Yesterday was my orientation as a tutor for Columbus Reads.  The school that the Industrial Commission and the Bureau of Workers’ Compensation has “adopted” is Highland Avenue Elementary, which is located pretty close to where we live.  Our house is in Franklinton, just west of downtown Columbus.  Since it flooded every year (pre-floodwall), it became known as The Bottoms.

On the other hand, Highland is on the “high land”, in a neighborhood called The Hilltop.  The school is just around the corner from a fire station, so hearing the sirens and the station loudspeaker adds a quaint ambience to the learning experience.

It’s going to be a challenge, especially for a rookie like myself.  A third of the student body does not speak English–they’re either Hispanic or Somali.  I have never taken a foreign language (a regret I’ve had since I graduated from high school), so I cannot help in the ESL program.
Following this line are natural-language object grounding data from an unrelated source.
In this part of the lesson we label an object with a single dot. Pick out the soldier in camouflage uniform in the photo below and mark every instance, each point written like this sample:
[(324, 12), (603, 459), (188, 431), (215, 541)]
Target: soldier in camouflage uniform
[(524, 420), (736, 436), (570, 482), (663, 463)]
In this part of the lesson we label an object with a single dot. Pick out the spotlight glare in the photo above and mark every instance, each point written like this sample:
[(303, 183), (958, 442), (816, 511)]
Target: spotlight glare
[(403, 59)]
I had some excitement when I got home from work.  Steph is taking Susie, even as we speak (6:56 EDST, per my Casio Data Bank watch) to an audition for The Lion, the Witch, and the Wardrobe at the Davis Center for the Performing Arts.  I knew I’d be on my own for dinner, and I started some of the chores on the list she left on the dining room table.  I had just gotten to the Franklinton library and was logging onto a computer when my cell phone rang.  It was Steph.  Just then she learned they needed a photo of Susie for the audition.  I ransacked a desk drawer or two and came up with one taken at Meijer’s when she was in kindergarten or the first grade, in between losing her baby teeth and the beginning of the permanent ones.  I am now at the Main Library, pounding this poor keyboard to burn off excess energy and consume the adrenaline that’s coursing through my system.

My friend Pat C. gave me a Palm III Palm Pilot yesterday.  He and I go back a ways–he read and stood up for both Steph and me at our wedding in 1996 (he was memorable for wearing a kilt), and I did the same when he married his wife Tanya the following year.  Tanya is a midwife, and was on hand at Grant Hospital for Susie’s birth (nine years ago as of 10/6), and the 36 God-awful hours of labor that preceded it.
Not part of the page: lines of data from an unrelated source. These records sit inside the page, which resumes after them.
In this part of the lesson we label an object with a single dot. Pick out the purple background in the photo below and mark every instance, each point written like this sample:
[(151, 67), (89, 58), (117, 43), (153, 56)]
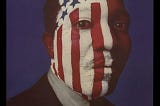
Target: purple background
[(27, 58)]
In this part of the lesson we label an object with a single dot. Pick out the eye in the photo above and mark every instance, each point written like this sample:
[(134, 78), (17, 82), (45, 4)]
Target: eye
[(84, 24), (121, 26)]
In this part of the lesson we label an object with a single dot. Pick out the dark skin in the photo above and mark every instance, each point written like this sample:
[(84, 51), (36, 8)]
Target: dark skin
[(118, 20)]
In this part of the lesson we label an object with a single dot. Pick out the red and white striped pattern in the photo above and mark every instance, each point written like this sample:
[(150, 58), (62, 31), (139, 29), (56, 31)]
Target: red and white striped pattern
[(76, 49)]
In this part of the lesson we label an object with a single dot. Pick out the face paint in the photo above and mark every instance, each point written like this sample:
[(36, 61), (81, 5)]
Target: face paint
[(82, 44)]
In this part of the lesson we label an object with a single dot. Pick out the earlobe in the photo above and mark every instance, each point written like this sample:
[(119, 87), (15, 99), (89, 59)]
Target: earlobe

I asked him if he had a PalmPilot he had outgrown and wanted to sell me.  He volunteers at a non-profit computer group called FreeGeeks, and he said I could have a Palm III if I wrote some ad copy for them.  So we met yesterday for lunch at McDonald’s, he gave me the Palm III (which is Amish compared to other Palms and BlackBerries, but it does all I’d ever need it for), and told me it needed batteries.  So, I stopped at Family Dollar and bought two AAA batteries.

And the damn thing seems to be DOA!  I E-mailed palmOne to see what repairing it would cost, and the conservative estimate was $169!  And I could buy a brand-new one for $99 plus shipping and handling.  I’m hoping that there’s some miracle I can pull off to get the Palm III working.  (I had a PalmPilot for awhile, but one of the kids in Steph’s children’s choir five-fingered it when we lived on Avondale Avenue.)  I know that PalmPilot has passed into the language, much like Xerox and Kleenex and Scotch tape, but the equipment I am describing was made by palmOne.